Le redressement d’Intel et l’avenir de la fabrication de puces

QUAND SATYA NADELLA a pris la direction de Microsoft en 2014, il a commencé par ouvrir Windows. Contrairement à ses prédécesseurs, qui avaient gardé hermétiquement clos le joyau du géant du logiciel du monde extérieur, il a exposé le système d’exploitation (OS) à la brise de la concurrence. Les autres programmes de la firme, qui fonctionnaient presque exclusivement sous Windows, pourraient désormais fonctionner sur d’autres systèmes d’exploitation, dont Linux, un rival « open-source » que Microsoft avait précédemment qualifié de « cancer ». La manœuvre a à la fois élargi le marché des logiciels de Microsoft et amélioré Windows en le forçant à concurrencer les systèmes d’exploitation concurrents à des conditions plus égales.
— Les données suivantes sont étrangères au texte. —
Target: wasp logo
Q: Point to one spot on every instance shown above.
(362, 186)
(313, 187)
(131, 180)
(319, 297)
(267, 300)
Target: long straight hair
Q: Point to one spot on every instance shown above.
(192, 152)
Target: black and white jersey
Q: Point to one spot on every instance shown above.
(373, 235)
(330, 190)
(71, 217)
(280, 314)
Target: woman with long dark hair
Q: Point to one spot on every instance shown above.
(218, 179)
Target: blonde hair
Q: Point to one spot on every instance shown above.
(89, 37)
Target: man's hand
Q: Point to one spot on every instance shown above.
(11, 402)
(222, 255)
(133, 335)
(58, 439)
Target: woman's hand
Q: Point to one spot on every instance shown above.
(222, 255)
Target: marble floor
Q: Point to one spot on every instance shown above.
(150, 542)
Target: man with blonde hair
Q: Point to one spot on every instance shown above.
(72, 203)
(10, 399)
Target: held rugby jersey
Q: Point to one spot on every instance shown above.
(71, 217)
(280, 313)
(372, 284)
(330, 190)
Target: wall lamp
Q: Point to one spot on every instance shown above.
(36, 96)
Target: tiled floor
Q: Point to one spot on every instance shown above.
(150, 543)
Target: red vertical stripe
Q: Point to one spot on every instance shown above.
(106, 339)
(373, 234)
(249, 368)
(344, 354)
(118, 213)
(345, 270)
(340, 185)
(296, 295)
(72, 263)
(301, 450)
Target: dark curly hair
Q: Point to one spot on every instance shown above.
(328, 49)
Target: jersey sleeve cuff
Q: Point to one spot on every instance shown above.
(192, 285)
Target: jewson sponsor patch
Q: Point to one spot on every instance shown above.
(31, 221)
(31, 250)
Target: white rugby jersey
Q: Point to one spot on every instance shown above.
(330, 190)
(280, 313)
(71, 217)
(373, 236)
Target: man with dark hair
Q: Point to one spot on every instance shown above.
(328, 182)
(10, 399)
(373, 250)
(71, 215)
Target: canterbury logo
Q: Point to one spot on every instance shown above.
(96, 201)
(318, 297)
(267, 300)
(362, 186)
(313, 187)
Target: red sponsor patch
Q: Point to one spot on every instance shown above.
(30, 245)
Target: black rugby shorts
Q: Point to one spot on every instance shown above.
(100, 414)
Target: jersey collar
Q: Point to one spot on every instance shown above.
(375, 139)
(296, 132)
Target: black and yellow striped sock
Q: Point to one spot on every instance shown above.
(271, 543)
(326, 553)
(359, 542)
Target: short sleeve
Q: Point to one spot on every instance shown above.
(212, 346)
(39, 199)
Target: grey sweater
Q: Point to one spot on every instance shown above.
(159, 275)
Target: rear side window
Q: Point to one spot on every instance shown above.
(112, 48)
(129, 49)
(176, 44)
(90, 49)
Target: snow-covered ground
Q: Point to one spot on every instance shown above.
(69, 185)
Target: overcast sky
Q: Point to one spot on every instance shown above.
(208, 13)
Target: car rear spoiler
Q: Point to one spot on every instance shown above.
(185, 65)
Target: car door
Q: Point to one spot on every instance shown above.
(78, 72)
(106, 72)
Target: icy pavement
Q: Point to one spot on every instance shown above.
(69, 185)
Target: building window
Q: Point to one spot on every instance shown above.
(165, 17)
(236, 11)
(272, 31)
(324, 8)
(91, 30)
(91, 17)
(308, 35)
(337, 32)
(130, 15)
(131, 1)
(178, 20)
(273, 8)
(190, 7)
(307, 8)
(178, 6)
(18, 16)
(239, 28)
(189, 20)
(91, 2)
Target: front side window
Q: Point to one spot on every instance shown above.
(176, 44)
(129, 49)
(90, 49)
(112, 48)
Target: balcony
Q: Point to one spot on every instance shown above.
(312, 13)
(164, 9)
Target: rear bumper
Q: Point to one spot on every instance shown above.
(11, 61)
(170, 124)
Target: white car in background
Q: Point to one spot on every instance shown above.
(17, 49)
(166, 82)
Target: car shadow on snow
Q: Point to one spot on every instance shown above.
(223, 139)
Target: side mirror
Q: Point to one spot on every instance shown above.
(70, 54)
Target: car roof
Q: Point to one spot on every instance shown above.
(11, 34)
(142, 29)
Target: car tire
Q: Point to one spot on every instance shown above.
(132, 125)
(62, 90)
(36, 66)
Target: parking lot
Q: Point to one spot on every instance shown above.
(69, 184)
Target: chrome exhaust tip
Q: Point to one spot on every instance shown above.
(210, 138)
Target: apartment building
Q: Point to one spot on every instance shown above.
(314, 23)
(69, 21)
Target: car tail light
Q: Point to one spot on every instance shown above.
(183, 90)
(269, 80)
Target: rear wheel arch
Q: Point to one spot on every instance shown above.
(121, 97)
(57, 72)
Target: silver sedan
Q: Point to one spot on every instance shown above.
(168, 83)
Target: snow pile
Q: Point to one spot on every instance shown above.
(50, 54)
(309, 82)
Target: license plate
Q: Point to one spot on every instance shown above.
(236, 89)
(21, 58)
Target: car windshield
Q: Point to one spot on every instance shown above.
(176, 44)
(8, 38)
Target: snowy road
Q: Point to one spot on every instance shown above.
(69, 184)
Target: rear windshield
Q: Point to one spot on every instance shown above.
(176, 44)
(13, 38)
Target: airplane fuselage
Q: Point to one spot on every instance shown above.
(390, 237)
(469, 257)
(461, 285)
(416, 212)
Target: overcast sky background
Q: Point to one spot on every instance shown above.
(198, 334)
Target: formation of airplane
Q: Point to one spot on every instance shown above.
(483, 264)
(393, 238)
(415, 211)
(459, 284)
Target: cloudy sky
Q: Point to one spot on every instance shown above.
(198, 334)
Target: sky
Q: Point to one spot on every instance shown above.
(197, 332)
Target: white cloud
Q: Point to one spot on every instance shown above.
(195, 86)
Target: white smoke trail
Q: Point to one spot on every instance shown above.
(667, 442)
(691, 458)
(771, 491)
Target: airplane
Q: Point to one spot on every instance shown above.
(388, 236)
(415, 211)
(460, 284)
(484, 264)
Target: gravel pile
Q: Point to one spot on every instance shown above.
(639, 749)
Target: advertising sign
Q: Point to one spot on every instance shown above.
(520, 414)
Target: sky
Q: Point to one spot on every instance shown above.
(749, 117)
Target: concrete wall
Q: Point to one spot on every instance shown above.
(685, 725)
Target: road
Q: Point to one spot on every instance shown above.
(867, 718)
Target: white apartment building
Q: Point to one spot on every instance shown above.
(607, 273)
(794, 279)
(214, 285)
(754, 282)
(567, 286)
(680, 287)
Dans le processus, il a bouleversé la culture de Microsoft, l’a aidée à se débarrasser de sa réputation de méchant monopole et a ouvert la voie à un renouveau étonnant qui a vu sa valeur marchande dépasser les 2 milliards de dollars.

Maintenant, l’autre moitié de l’arrangement autrefois tout-puissant «Wintel», selon lequel les PC fonctionneraient avec des logiciels Windows et des puces fabriquées par Intel, veut ouvrir les fenêtres. Le géant américain des semi-conducteurs a longtemps gardé son cœur de métier de fabrication de puces aussi jalousement que Microsoft l’a fait pour son système d’exploitation. Après des années de retards de produits, de paris technologiques égarés et de changements de gestion, il est prêt pour un peu d’air frais. « Nos procédés, notre fabrication, notre propriété intellectuelle à travers nos services de fonderie [producing processors for other chipmakers]: tout sera désormais disponible pour le monde », professe Pat Gelsinger (photo), le nouveau patron d’Intel.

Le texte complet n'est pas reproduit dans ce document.